The Left continues to deny that Powell's speech had any political legitimacy and his concerns were ill-founded. They argue Powell was wrong to raise the issue of race in 1968 claiming it provoked racial violence mainly of white on black. They fail to mention that the main perpetrators of the riots in Brixton, Handsworth and Liverpool in 1981 were black and that racial tension, along with social and employment issues, were an integral part of the unrest. Powell's prediction of racial conflict did occur but not in the way he imagined. Poverty brought blacks and whites together but the immigrant ghetto mentality still prevails in some geographical areas. Powell was right to raise the issue and his prediction that some immigrants did not wish to integrate was accurate but his political judgement was poor.
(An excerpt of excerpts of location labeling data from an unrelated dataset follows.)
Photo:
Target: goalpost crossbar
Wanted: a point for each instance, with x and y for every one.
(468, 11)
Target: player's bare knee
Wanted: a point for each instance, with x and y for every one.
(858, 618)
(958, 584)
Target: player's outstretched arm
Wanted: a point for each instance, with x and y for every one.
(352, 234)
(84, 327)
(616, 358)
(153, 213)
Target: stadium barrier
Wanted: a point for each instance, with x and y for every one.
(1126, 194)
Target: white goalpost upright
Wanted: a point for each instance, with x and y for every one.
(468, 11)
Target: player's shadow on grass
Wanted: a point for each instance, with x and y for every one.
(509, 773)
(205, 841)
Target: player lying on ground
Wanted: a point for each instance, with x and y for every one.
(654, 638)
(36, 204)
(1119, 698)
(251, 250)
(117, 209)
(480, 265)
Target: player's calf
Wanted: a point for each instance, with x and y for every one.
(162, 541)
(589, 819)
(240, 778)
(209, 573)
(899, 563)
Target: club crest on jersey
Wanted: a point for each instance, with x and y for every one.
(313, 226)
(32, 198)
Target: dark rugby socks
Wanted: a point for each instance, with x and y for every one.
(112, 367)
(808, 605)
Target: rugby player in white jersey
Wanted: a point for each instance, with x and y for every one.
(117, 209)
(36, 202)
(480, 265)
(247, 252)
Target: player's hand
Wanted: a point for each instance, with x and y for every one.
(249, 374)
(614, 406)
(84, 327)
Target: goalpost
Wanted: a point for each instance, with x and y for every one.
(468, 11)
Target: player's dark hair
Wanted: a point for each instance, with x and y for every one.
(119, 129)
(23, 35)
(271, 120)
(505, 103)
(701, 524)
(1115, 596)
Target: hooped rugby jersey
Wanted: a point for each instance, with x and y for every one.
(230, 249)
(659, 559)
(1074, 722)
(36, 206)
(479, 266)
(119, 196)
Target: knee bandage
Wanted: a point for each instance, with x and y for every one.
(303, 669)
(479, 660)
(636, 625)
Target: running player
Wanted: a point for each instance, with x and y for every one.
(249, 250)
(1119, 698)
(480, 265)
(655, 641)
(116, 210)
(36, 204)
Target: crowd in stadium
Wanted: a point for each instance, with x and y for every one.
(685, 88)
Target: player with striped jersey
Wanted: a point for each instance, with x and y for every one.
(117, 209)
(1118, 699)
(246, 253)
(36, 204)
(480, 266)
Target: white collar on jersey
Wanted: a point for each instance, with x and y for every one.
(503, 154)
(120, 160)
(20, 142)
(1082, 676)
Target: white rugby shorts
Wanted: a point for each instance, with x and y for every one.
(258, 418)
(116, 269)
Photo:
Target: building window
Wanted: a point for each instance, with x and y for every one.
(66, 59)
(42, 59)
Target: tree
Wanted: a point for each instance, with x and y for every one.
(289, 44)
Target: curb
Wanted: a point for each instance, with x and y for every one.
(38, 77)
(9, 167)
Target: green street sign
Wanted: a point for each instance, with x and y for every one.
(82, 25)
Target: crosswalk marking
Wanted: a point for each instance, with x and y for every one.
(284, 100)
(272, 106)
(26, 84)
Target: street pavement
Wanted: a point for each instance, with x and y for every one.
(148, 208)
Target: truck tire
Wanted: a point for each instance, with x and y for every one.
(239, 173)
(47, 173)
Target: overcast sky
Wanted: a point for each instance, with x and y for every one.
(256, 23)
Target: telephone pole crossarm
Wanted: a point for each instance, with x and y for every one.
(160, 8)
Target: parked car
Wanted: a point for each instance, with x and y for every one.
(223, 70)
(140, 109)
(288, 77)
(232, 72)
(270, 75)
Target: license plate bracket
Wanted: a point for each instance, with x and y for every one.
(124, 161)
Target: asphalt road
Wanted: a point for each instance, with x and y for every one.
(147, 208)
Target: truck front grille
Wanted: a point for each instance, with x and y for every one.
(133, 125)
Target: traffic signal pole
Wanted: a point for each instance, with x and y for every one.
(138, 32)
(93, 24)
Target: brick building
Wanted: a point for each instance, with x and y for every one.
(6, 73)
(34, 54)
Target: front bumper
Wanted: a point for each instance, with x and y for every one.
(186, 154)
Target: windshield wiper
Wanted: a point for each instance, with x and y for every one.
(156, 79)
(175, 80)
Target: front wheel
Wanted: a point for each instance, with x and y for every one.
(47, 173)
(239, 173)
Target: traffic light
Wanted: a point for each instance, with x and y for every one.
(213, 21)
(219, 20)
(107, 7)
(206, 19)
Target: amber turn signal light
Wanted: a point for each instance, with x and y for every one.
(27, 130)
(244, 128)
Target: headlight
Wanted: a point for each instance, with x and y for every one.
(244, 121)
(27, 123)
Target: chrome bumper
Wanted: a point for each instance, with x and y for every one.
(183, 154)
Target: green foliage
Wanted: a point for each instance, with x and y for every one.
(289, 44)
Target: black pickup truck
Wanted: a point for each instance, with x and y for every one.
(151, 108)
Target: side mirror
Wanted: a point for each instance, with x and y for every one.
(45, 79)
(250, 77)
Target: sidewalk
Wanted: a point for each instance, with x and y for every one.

Powell's speech represented a challenge to Heath's leadership of the Conservative Party. He was confident Heath could not sack him. His confidence was misplaced.
Powell's career was remarkable by any standards. He was taught Greek by his mother - who was herself self-taught - and won a scholarship to Trinity College where he won every available prize open to undergraduates, became a Fellow at twenty-two and was appointed Professor of Greek at the University of Sydney at the age of twenty-five. He was bitterly opposed to appeasement and distrusted the United States. At the outbreak of war he joined the army. Starting as a private he completed his service as a brigadier. In 1945 he voted for the Labour Party because of his disgust at the pre-war policy of appeasement. In 1974 he advised people to vote Labour because he thought it was prepared to re-negotiate the terms of British entry into the Common Market. This was the logic of his anti-imperialist stance adopted in 1947 when India was granted independence. He was too shrewd to believe Britain was still a world power, unimpressed by the Suez crisis of 1956 and supported the withdrawal of British troops east of Suez.
Powell adopted a contrarian line because the official party line restricted his intellectual freedom. He favoured the integration of Ulster with the British Parliament and was successful in increasing the number of Ulster MP's at Westminster. He condemned the Anglo-Irish Agreement as being the implementation of American policy objectives. His logic drove him to oppose to Britain seeking membership of the Common Market. He rightly pointed out membership would lead to a decline in national powers and demands for an integrated European state. The Left wing idea that Powell is being rehabilitated by the Right is nonsense. Powell faithfully articulated the views of his constituents. He did so in an injudicious manner for short term ends and demonstrated that logic and common sense do not always go hand in hand. Four stars.